As Jacobim Mugatu from Zoolander would say – That Bourbon Barrel-Aged, he’s so hot right now.1 And it’s true, everybody seems to be jumping on the bourbon barrel-aging train, and though it’s not a new concept it certainly seems to me that beers finished this way have really permeated the market this year. So today we’ll be looking at one of those beers, this time the Bourbon Barrel-Aged Arrogant Bastard Ale.

Bourbon Barrel Aged Arrogant Bastard Ale Bottle

This isn’t Stone Brewing Co.’s first rodeo using wood to enhance their beers, in fact they’ve been using oak chips to make Oaked Arrogant Bastard Ale since 2004. In 2014 however, Stone Brewing went bananas with its barrel-aged program and released 13 new beers under its Quingenti Millilitre series, eight of which that used Kentucky bourbon barrels to age them.2 While not listed under that series, the BBA Arrogant Bastard Ale was also a new one for the market, which uses a blend of the normal ale and the barrel-aged ale to create a profile which according to their site “prevents the bourbon from dominating and allows the complementary oak and vanilla notes to cleanly register their presence.
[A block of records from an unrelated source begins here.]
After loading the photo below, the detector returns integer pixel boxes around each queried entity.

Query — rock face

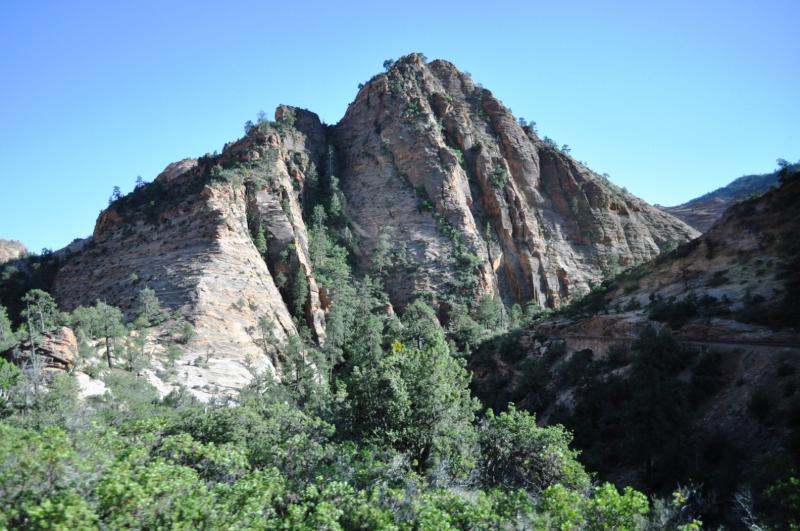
[0,326,78,371]
[54,108,324,390]
[472,172,800,494]
[0,239,28,264]
[53,54,696,392]
[660,164,788,232]
[333,54,697,306]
Stone Arrogant Bastard Box 2014 1

Stone Arrogant Bastard Box 2014 2

Bourbon-Barrel Aged Arrogant Bastard Ale was offered only in Stone’s Arrogant Bastard Box, a sampler of four beers: Bourbon-Barrel Aged Arrogant Bastard Ale, Arrogant Bastard Ale (7.2 percent ABV) and Double Bastard Ale (11 percent ABV)—are releases; Lukcy Basartd Ale (8.5 percent ABV), which is a blend of Arrogant Bastard Ale, Double Arrogant Bastard Ale; and OAKED Arrogant Bastard Ale that is only released once every two years.

Reading the brewery’s excitement over their barrel-aged beers got me excited to try the beer, so after shooting a few quick photos I jumped into the review. Pouring a reddish amber color, some light passes through but it’s not what I would call transparent. There’s a quarter inch head that disappears fairly quickly leaving just a minor ring around the edge, but builds back up easily with a swirl or two of the beer. Along those lines, there’s not much carbonation visible, and as such the head quickly dissipates again. Bringing the glass to my nose there’s an extremely floral hoppy aroma cold, though not much else, so we’ll revisit this once it warms up a little.

Bourbon Barrel Aged Arrogant Bastard Ale

Taking my first sip, the cold taste is quite fruity, with some hoppy bitterness and a bit of resin up front. The finish is long with lingering resin and bitterness coating my entire mouth. There’s really only a slight sweetness and not much on the malty or bourbon side of things. Taking another sip and moving it around my mouth, the mouthfeel is pretty solid in the medium range with a medium to light carbonation.

As it warms up there isn’t too much change, though a few nuances do come out. The aroma has shifted from floral hobs to fruity hops, with only the slightest hint of vanilla and oakiness. The taste is still slightly fruity, hoppy bitterness, but now includes a bit of caramel, some malts, a hint of vanilla and it’s a touch sweeter than it was cold. The thing that I find interesting is the beer is still completely lacking is any bourbon notes.

Stone Bourbon Barrel-Aged Arrogant Bastard Ale
BREWERY: Stone Brewing Co.
LOCATION: Escondido, Calif.
STYLE: American strong ale
ABV: 7.8 percent
IBU: n/a
PRICE: $5.50
RELEASE DATE: October 2014
AVAILABLE IN: 22-ounce bottles
BEERS POURED: One
I’ve enjoyed the Arrogant Bastard line, though I do tend to prefer the Double Bastard and Oaked versions more than the original Ale. I was excited to try the Bourbon Barrel-Aged version, as I usually vastly enjoy those types more than the original beer. This time though I wouldn’t say that enough changed for me to be completely wowed or blown away by it. Was it good? Sure, I enjoyed it and I’d definitely buy it again, though I’m not sure it’s something I would purchase three other beers just for the single bottle. What this beer did do for me though was get me excited about Stone Brewing’s other ventures into the barrel-aging world. But that’s for another time and another review.